Celtic Connections
The Macmath Collective & Kirsty Law
Glasgow Royal Concert Hall
Rob Adams
three stars
TWO projects at different stages in their development shared the Strathclyde Suite stage on Tuesday. Borders-based Kirsty Law’s Young Night Thought borrows poems and fragments from writers including Robert Louis Stevenson, who provided the title, and Lady Nairne and works them into songs with visual as well as musical accompaniment.
It’s a work-in-progress for now, with an album due later this year, and Law’s singing betrayed some early nerves. She was well served by her musicians, however, especially fiddler Rona Wilkie who added nuance, vibrancy and appropriate darkness to pieces ranging from street songs to eerie portrayals.

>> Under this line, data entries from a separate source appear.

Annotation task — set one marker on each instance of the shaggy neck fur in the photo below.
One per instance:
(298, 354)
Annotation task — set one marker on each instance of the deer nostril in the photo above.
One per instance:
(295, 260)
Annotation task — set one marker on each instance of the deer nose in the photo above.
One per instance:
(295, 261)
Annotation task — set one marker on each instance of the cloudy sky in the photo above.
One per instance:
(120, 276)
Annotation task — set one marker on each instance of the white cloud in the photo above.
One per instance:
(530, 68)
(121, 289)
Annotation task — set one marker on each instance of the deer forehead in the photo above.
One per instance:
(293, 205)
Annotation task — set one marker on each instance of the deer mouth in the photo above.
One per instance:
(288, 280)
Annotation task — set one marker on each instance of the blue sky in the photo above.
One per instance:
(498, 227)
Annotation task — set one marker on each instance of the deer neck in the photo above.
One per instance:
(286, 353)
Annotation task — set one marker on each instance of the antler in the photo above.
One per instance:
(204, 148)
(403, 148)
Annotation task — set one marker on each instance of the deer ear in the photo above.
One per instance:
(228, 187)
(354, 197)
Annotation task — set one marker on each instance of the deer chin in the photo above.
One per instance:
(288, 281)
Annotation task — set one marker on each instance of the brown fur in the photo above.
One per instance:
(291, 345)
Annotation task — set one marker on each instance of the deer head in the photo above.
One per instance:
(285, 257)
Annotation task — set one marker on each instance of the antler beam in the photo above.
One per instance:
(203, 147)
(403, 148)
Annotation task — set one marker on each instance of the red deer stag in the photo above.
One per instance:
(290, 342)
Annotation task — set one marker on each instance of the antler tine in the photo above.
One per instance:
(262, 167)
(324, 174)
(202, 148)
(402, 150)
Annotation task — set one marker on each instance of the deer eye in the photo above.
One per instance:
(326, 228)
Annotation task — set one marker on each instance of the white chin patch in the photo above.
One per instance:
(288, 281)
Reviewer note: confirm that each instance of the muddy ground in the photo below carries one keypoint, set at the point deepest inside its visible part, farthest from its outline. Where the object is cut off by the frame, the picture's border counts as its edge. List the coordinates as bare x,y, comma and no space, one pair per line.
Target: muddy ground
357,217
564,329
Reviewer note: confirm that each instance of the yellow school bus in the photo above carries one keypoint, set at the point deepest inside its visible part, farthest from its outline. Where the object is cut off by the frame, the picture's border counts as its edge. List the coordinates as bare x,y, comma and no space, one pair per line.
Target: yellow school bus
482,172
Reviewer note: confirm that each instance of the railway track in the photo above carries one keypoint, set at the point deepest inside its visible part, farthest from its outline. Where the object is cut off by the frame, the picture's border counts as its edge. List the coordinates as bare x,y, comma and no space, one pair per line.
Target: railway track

William Macmath was a Galloway-born, Edinburgh-based clerk whose life changed majorly when he read an advertisement in a periodical in which a Harvard professor asked for traditional songs to be collected and sent to him. The professor, Francis James Child, is now much better remembered than Macmath but the latter’s contribution to the hugely influential Child Ballad collections remains significant and in setting up and recording the Macmath Collective, the Dumfries & Galloway arts worker and choir director Alison Burns has given him his rightful place in the enterprise.
With narration and amusing characterisation from poet Tom Pow, a cast of six singers and musicians from the area brought the songs Macmath collected off the page with due care and no little energy. Singers Robyn Stapleton and Emily Smith delivered contrasting tales, the former following the tragic Queen Jane with the slightly bawdy John Blunt, and the latter singing the daft I Saw the Snail with enthusiastic charm before bringing real weight and assurance to the Queen of the Fairies.